To address the incompatibility between Proto and ProtoNative types, you can follow this approach:

  1. In the Java client, parse the message using the Avro Proto library to obtain the schema definition.
  2. Use this obtained schema definition in the Go client to ensure both clients use the same schema definition.
protoSchemaDef = "{\"type\":\"record\",\"name\":\"TestMessage\",\"namespace\":\"org.apache.pulsar.client.api.schema.proto.Test\",\"fields\":[{\"name\":\"stringField\",\"type\":{\"type\":\"string\",\"avro.java.string\":\"String\"},\"default\":\"\"},{\"name\":\"intField\",\"type\":\"int\",\"default\":0}]}"

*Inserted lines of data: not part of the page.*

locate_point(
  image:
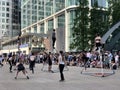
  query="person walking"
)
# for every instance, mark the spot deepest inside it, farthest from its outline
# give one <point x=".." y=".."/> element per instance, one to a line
<point x="97" y="41"/>
<point x="32" y="62"/>
<point x="21" y="67"/>
<point x="61" y="62"/>
<point x="1" y="60"/>
<point x="53" y="38"/>
<point x="49" y="62"/>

  1. Modify the Go Proto Message by adding compatibility extensions. For example, add [(avro_java_string) = "String"] extension to string type fields.
message TestMessage {
    string stringField = 1 [(avro_java_string) = "String"];
    int32 intField = 2;
}

ProtoNative Schema

Similar to the Proto schema, ProtoNative schemas are also incompatible between Java and Go clients. To address this, you can use a unified schema define and add [(avro_java_string) = "String"] extension to the Go client's Proto message.